München – „Du sollst nicht stehlen“, antwortet die KI-Maschine ChatGPT brav auf die Frage nach dem siebten biblischen Gebot. Nur daran halten wollen sich die Erfinder der Künstlichen Intelligenz nicht. Seit Jahren trainieren die Tech-Riesen ihre Computer mit weltweit zusammengeklauten Daten, Texten, Liedern und scheffeln damit ein Vermögen, das jede Vorstellungskraft übertrifft. Leer gehen dagegen die Kreativen aus, die Autoren, Schriftsteller, Journalisten, Liedermacher, mit deren Werken die KI massenhaft gefüttert wird, damit sie die von den Nutzern gewünschten Suchergebnisse ausspucken kann. Einem noch nicht rechtskräftigen Urteil des Münchner Landgerichts ist es zu verdanken, dass die Bestohlenen wieder etwas Hoffnung schöpfen können – und die Diebe fürchten müssen, künftig einen kleinen Teil ihrer Profite wieder herausrücken zu müssen.

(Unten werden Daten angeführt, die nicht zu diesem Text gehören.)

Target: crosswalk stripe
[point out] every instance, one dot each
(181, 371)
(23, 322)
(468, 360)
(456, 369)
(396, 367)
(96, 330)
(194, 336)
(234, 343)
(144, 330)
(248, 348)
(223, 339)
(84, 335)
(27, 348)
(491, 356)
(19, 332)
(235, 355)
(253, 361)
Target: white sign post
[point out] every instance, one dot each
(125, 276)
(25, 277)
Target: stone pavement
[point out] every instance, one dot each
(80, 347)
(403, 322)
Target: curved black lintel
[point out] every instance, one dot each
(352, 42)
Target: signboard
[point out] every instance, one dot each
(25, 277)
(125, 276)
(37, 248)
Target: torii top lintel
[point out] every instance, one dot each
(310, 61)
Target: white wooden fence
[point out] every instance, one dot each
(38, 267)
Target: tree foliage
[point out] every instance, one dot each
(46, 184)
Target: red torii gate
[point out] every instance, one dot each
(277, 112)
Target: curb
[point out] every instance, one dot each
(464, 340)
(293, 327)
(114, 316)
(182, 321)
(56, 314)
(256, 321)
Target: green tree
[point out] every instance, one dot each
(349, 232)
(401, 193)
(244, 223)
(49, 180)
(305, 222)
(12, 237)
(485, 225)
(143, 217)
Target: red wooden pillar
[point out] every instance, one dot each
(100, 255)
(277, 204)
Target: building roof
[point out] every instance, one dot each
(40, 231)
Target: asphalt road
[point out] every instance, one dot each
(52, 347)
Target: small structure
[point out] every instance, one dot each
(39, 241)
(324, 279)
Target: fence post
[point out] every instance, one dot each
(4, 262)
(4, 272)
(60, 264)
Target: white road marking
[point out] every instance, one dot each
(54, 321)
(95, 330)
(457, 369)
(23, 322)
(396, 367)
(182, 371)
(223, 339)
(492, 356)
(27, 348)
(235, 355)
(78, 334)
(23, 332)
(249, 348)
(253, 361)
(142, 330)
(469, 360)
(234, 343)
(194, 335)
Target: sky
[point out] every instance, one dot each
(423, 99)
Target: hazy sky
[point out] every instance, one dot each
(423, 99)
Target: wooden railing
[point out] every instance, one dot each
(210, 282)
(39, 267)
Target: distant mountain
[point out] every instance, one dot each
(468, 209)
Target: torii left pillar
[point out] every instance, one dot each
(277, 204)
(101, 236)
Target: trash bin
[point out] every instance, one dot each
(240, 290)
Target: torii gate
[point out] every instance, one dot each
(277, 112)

Von der KI bestohlenen Kreative können nach dem Münchner Urteil wieder etwas Hoffnung schöpfen, kommentiert Georg Anastasiadis. © Montage: Patrick Pleul/dpa

Urteil gegen „Raubzügen“ von OpenAI: US-Tech-Giganten dürften daran zu knabbern haben

Was ist passiert? In einem ersten derartigen Verfahren in Europa hatte die Musikverwertungsgesellschaft Gema geklagt, weil der amerikanische KI-Gigant OpenAI unlizensiert deutsche Liedtexte, darunter „Atemlos“ von Helene Fischer, verwertet hatte. Nach dem bahnbrechenden Münchner Urteil muss OpenAI dafür Schadenersatz leisten und bei künftigen Nutzungen erst eine Erlaubnis einholen und Lizenzgebühren zahlen. Darauf können sich europäische Politiker gegenüber US-Kollegen künftig berufen, voran der deutsche Kulturstaatsminister Wolfram Weimer. Er beklagt seit langem die digitalen „Raubzüge“ der KI-Konzerne aus den USA und China, wirft ihnen „Kolonialisierung“ vor. Diesen Vorwurf muss sich Europa selbst nicht machen – hier hat man den KI-Zug verpasst, weil es an Ideen und billiger Energie fehlt.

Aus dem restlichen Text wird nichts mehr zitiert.